Synthesis of Cyclic and Cage Borosilicates Based on Boronic Acids and Acetoxysilylalkoxides. Experimental and Computational Studies of the Stability Difference of Six- and Eight-Membered Rings.

A series of borosilicates was synthesized, where the structure of the borosilicate core was easily modulated using two strategies: blocking of condensation sites and controlling the stoichiometry of the reaction. Thus, on the one hand, the condensation of phenylboronic or 3-hydroxyphenylboronic acid with diacetoxysilylalkoxide [(t BuO)(Ph3 CO)Si(OAc)2 ] led to the formation of borosilicates (t BuO)(Ph3 CO)Si{(μ-O)BPh}2 (μ-O) (1), [{(t BuO)(Ph3 CO)Si(μ-O)BPh(μ-O)}2 ] (2), and [{(t BuO)(Ph3 CO)Si(μ-O)B(3-HOPh)(μ-O)}2 ] (3) with a cyclic inorganic B2 SiO3 or B2 Si2 O4 core, respectively.

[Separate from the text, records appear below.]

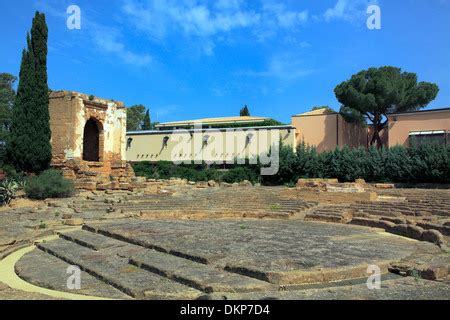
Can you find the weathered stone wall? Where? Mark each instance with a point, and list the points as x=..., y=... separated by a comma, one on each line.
x=69, y=113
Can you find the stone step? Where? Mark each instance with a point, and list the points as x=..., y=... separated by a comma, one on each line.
x=116, y=271
x=199, y=276
x=91, y=240
x=44, y=270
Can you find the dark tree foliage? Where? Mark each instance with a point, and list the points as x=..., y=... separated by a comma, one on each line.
x=374, y=93
x=7, y=96
x=147, y=125
x=244, y=112
x=28, y=147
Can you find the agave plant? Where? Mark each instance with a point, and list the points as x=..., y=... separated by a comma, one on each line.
x=8, y=190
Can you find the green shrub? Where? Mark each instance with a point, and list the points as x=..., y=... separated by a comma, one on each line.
x=240, y=174
x=425, y=163
x=49, y=184
x=8, y=190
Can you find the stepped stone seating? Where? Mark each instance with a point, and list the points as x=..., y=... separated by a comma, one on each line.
x=194, y=259
x=189, y=202
x=413, y=213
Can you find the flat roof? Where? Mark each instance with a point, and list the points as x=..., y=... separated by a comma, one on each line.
x=211, y=121
x=419, y=111
x=153, y=132
x=318, y=112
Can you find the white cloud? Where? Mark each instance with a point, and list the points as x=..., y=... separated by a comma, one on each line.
x=159, y=17
x=285, y=66
x=285, y=18
x=200, y=19
x=348, y=10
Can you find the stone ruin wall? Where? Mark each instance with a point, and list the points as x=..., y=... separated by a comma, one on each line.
x=69, y=113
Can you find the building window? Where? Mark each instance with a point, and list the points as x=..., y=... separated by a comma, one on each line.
x=426, y=137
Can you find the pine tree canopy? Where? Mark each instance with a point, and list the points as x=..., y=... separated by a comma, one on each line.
x=374, y=93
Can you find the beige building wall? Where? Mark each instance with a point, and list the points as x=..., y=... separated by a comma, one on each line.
x=327, y=131
x=222, y=145
x=402, y=125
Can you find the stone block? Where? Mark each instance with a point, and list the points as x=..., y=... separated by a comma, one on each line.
x=433, y=236
x=384, y=186
x=74, y=222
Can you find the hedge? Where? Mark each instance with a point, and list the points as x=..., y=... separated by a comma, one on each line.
x=426, y=163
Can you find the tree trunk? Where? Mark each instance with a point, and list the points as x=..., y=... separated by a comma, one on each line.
x=377, y=127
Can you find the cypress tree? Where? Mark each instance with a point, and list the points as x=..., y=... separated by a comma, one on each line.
x=29, y=147
x=147, y=124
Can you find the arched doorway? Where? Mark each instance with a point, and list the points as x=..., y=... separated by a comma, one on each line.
x=91, y=141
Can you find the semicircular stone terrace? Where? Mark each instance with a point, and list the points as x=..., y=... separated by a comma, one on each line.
x=172, y=259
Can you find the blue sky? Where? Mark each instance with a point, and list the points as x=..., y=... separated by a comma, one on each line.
x=187, y=59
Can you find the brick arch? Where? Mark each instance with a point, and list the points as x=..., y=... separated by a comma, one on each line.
x=93, y=140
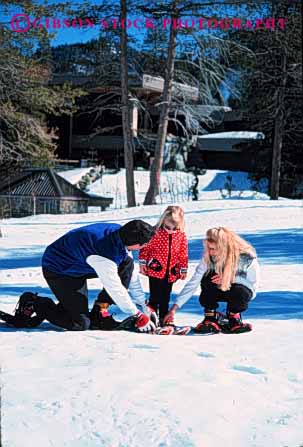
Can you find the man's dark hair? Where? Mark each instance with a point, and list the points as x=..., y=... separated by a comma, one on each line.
x=136, y=232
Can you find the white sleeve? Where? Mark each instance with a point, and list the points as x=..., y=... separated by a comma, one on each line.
x=190, y=287
x=107, y=271
x=135, y=289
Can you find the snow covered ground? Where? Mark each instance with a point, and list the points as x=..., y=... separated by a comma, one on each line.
x=98, y=389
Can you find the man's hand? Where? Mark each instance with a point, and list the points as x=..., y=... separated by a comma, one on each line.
x=143, y=323
x=151, y=313
x=170, y=316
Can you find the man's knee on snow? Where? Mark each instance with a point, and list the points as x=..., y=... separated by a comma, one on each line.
x=82, y=323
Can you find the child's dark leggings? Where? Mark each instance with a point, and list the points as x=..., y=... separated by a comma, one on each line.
x=237, y=297
x=160, y=290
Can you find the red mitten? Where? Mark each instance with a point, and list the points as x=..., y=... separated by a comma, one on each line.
x=143, y=323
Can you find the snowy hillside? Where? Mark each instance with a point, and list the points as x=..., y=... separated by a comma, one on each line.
x=98, y=389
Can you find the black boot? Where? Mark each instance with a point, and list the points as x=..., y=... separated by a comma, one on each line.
x=235, y=324
x=210, y=324
x=24, y=311
x=101, y=319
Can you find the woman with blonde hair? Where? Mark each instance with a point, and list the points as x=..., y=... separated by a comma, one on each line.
x=228, y=272
x=165, y=258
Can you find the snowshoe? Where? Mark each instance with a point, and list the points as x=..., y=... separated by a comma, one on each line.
x=7, y=318
x=235, y=325
x=173, y=330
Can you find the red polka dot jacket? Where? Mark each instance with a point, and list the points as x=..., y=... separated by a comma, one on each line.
x=166, y=255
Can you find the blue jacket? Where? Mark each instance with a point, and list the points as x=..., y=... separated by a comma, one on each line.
x=67, y=255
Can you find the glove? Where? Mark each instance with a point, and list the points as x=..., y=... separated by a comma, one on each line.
x=151, y=313
x=143, y=323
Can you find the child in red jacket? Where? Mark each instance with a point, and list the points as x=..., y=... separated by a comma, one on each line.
x=165, y=258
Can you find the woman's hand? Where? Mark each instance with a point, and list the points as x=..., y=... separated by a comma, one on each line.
x=216, y=279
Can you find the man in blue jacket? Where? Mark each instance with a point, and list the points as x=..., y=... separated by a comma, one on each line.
x=97, y=250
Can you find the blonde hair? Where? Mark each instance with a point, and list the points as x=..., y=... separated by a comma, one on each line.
x=229, y=247
x=175, y=215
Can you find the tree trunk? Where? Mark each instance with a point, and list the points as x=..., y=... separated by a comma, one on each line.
x=127, y=132
x=156, y=167
x=278, y=135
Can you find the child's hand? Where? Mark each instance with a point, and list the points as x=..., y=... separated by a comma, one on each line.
x=143, y=269
x=216, y=279
x=169, y=318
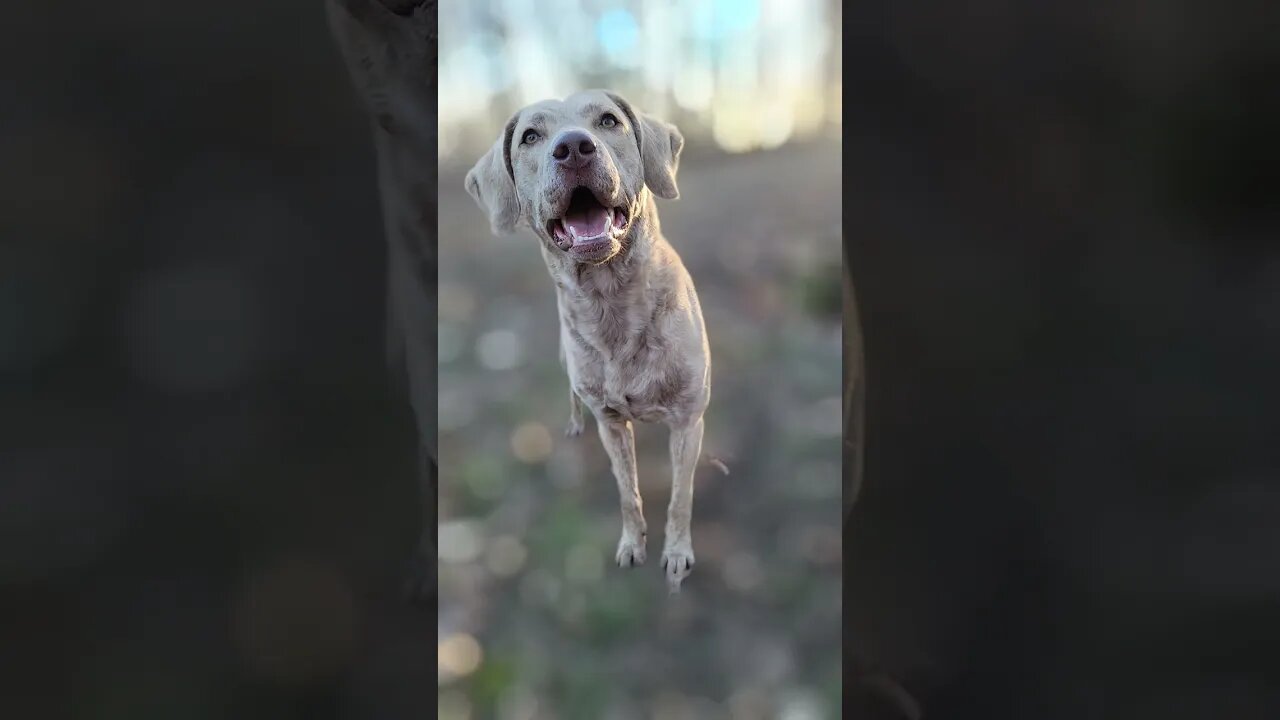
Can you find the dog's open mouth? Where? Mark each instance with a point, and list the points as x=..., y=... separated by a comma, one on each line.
x=588, y=224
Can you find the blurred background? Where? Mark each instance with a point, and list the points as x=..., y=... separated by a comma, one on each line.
x=535, y=620
x=206, y=477
x=1063, y=227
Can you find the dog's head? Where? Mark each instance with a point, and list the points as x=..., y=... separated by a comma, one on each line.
x=576, y=171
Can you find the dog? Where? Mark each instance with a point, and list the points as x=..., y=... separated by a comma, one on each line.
x=584, y=174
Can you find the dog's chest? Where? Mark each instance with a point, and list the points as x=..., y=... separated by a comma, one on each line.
x=627, y=376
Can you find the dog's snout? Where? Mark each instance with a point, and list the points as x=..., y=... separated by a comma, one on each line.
x=574, y=149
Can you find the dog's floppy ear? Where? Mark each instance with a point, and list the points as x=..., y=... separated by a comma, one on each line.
x=492, y=186
x=659, y=144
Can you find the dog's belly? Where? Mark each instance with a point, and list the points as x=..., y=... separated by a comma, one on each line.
x=615, y=399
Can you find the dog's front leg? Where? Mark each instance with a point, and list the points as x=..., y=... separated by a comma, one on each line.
x=620, y=445
x=677, y=555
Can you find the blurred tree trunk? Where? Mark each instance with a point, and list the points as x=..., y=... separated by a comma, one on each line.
x=391, y=49
x=855, y=395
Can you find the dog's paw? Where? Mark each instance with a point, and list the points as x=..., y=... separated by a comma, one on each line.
x=631, y=551
x=677, y=563
x=575, y=427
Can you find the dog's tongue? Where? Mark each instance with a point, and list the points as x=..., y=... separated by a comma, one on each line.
x=588, y=223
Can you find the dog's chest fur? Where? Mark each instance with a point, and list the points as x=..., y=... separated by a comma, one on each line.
x=620, y=327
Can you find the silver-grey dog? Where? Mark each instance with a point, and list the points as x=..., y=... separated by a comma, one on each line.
x=583, y=174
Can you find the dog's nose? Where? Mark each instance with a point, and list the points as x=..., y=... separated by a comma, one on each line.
x=574, y=149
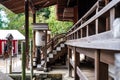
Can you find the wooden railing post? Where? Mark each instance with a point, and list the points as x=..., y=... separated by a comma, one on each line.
x=69, y=65
x=101, y=69
x=77, y=63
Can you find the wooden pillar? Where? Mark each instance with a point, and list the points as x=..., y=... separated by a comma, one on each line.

On the other hand, the reaction of phenylboronic acid with triacetoxysilylalkoxide (Ph3 CO)Si(OAc)3 in 3:2 ratio resulted in the formation of a cagelike structure [{(Ph3 CO)Si(μ-O)2 BPh(μ-O)}2 ] (4) with B4 Si4 O10 core, while the reaction of the boronic acid with silicon tetraacetate generated an unusual 1,3-bis(acetate)-1,3-diphenyldiboraxane PhB(μ-O)(μ-O,O'-OAc)2 BPh (5). Additionally, compound 1 was used to evaluate the possibility to form N→B donor-acceptor bond between the boron atom in the borosilicates and a nitrogen donor. Thus, coordination of 1 with piperazine yielded a tricyclic [{(t BuO)(Ph3 CO)Si(OBPh)2 (μ-O)}2 ·C4 H10 N2 ] compound 6 with two borosilicate rings bridged by a piperazine molecule. Finally, the processes involved in the formation of the six- and eight-membered rings (B2 SiO3 and B2 Si2 O4 ) in compounds 1 and 2 were explored using solution1 H NMR studies and density functional theory calculations. These molecules represent to the best of our knowledge first examples of cyclic molecular borosilicates containing SiO4 units.